L’évêque catholique de Joliette estime que Joyce Echaquan, cette patiente autochtone décédée tragiquement à l’hôpital de Joliette le 28 septembre, est «morte dans l’indignité», une situation intolérable.
Un des 400 participants à la vigile tenue mardi soir devant le Centre hospitalier de Joliette, Mgr Louis Corriveau veut aujourd’hui encourager les catholiques mais aussi toute la population de Lanaudière à multiplier les occasions de dialogue avec les membres de la communauté atikamekw de Manawan.
«La rencontre fait tomber les préjugés», estime l’évêque qui présidera, le mardi 6 octobre, les funérailles de madame Echaquan dans la chapelle de Manawan.
«Plus nous apprenons à connaître l’autre, plus nous découvrons la personne derrière la race, le vêtement, la langue. La rencontre permet d’écouter la souffrance, les aspirations, les désirs de faire alliance», dit l’évêque de Joliette.
«Stupeur et indignation», lance d’abord le directeur général de l’organisme Mission chez nous lorsqu’on lui demande de commenter le décès de cette mère de sept enfants.
Plusieurs heures après les événements, Mathieu Lavigne se dit toujours hanté par cette vidéo que madame Echaquan a pu enregistrer peu de temps avant de décéder. «Les mots qu’on y a entendus étaient tellement durs, déshumanisants», soupire-t-il.
«Des mots durs, violents et teintés de mépris» auxquels l’organisme qu’il dirige veut opposer des termes comme «réparation, dialogue et justice». Il souhaite que «les mots qui blessent soient remplacés par des mots qui apaisent», bien conscient que toute démarche de guérison doit «s’inscrire dans le temps».
Mission chez nous, un organisme qui appuie financièrement les initiatives pastorales des diocèses catholiques québécois auprès des Premières Nations, a octroyé l’an dernier 25 000 $ pour la mission Saint-Jean-de-Brébeuf de Manawan. Cette somme est gérée par le diocèse de Joliette et permet la présence d’un prêtre dans la communauté atikamekw. L’abbé Louis Constantin Mevengue, un prêtre camerounais arrivé récemment au Québec, travaille depuis décembre 2019 dans les paroisses du nord du diocèse, dont la mission Saint-Jean-de-Brébeuf.
Comme le récit de la Passion
«J’ai tellement de peine», dit au téléphone Pierre Goldberger, un pasteur à la retraite de l’Église Unie du Canada.
«Je ressens une peine immense pour la famille Echaquan et pour la communauté atikamekw de Manawan», dit-il. «On a lancé un gros caillou et cela fait d’énormes vagues partout. Ça me remue très profondément. Mais pour les Autochtones, ce qui vient de se passer remue beaucoup d’histoires de vie. Ça ravive des blessures.»

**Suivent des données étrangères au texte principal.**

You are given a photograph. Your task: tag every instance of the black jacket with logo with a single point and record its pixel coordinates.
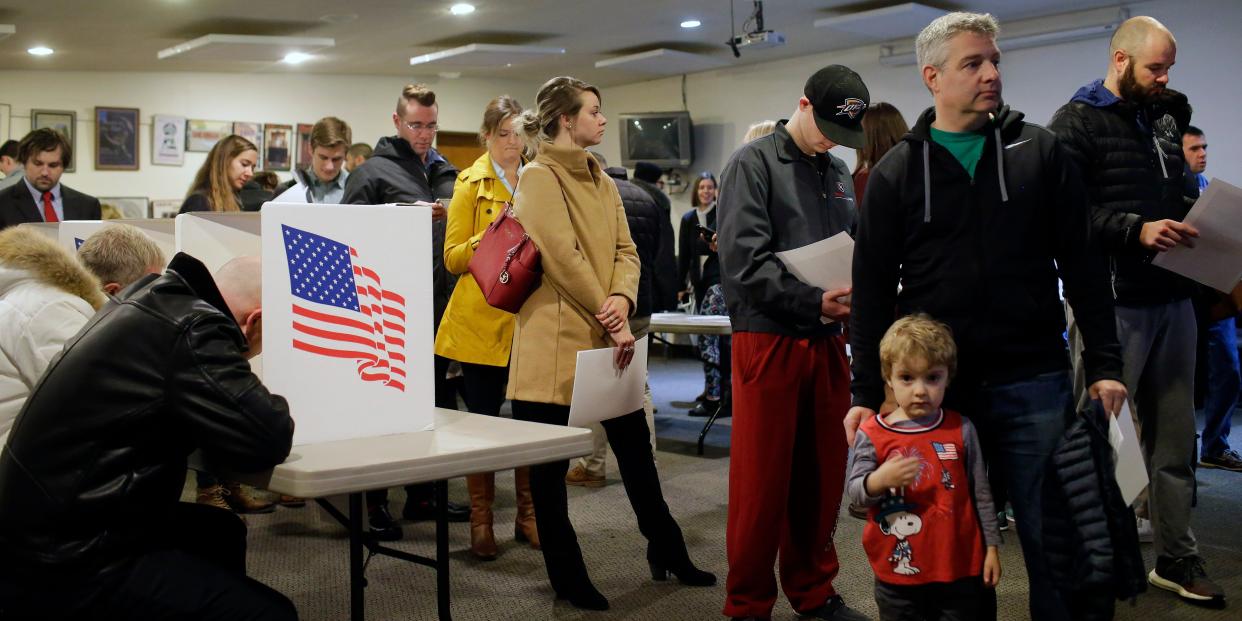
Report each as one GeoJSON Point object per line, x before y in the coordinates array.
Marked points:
{"type": "Point", "coordinates": [981, 255]}
{"type": "Point", "coordinates": [99, 448]}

Né en France, ce pasteur a tenu à vivre la crise d’Oka de 1990 à l’intérieur même de la communauté mohawk de Kanesatake. C’est là qu’il a découvert, il y a cette année 30 ans, que le pays qui l’avait accueilli des années plus tôt, réservait aux peuples autochtones «mépris, marginalisation, extrême pauvreté et racisme».
Il voit les événements de Joliette «comme le récit de la Passion». Un récit «qui se reproduit sans cesse vis-à-vis d’innocents, avec des procès truqués, des dénis et cette volonté de ne pas entendre les victimes».

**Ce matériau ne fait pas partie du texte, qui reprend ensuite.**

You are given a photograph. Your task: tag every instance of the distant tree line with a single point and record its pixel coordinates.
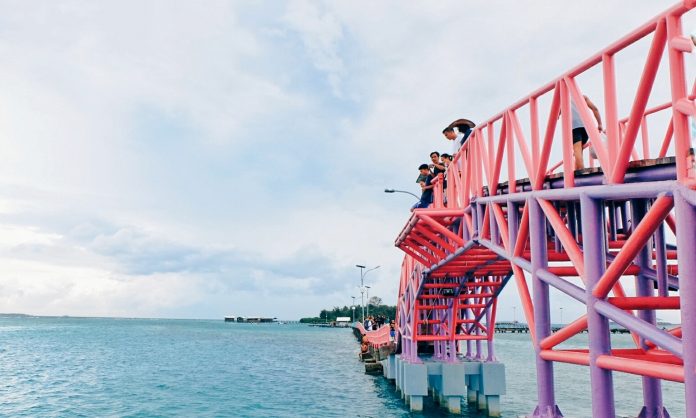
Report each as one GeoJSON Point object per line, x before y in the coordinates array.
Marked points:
{"type": "Point", "coordinates": [376, 308]}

«Je suis choqué mais je dois dire que cela ne me surprend pas», ajoute-t-il. «Notre histoire avec les Autochtones est pleine de préjugés, pleine de non-fonctionnement de nos institutions.»
Pierre Goldberger, qui a participé, des années durant, aux travaux de la Commission de vérité et réconciliation du Canada sur les pensionnats autochtones, croit que les événements de Joliette interrogent non seulement notre société mais aussi les Églises.

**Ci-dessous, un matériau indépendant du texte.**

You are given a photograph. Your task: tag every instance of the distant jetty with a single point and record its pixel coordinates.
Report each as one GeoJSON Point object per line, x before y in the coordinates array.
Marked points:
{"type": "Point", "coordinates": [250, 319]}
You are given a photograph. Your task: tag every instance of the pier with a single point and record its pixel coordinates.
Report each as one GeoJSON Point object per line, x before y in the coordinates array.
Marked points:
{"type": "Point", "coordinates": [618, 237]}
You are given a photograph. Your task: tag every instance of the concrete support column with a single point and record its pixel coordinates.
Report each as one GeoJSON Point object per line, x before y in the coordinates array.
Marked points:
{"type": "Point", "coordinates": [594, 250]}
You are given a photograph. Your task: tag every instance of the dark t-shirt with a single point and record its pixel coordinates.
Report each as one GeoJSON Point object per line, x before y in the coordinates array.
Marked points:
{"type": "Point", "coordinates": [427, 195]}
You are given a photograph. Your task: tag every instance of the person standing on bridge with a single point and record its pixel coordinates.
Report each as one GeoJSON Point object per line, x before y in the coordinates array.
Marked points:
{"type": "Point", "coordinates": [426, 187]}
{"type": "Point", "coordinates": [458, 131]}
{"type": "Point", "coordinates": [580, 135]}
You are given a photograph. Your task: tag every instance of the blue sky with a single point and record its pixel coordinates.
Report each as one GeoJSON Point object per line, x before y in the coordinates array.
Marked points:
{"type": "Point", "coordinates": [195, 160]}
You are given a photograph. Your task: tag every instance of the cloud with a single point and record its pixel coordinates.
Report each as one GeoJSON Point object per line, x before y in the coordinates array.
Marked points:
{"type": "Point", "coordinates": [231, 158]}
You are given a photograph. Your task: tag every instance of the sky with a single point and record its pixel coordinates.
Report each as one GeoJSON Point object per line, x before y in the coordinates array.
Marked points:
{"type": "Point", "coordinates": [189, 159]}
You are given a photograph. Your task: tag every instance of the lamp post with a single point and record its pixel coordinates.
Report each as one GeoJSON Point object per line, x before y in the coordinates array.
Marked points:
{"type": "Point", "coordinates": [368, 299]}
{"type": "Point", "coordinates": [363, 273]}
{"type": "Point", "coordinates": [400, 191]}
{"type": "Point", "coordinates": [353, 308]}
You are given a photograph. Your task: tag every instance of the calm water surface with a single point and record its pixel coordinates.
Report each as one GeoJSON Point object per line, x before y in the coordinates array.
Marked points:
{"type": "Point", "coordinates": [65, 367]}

Il estime qu’un travail d’éducation est nécessaire à l’intérieur de toutes les Églises. «Quand on accepte de nouveaux membres, quand on fait des confirmations, quand on fait l’Eucharistie avec toute la générosité de notre foi, il faut vraiment ouvrir un volet important sur les plus marginalisés et, bien sûr, sur les Premières Nations», dit-il.
«Il y a un miracle dans tout cela», lance alors le pasteur Goldberger. «Les Autochtones sont très résilients et pacifiques.» Dans d’autres pays, à la suite d’événements tragiques comme le décès lundi de cette jeune mère de famille, «il y aurait eu des débordements violents», croit-il.
«Il y a chez ces peuples une douceur et une grande dignité. Voyez comme la famille Echaquan et la communauté de Manawan sont tricotées serrées, combien ils s’entraident. Ils vivent des valeurs qui sont fondamentales dans notre société. Mais là, ils sont traités comme des intrus dans nos systèmes», déplore-t-il.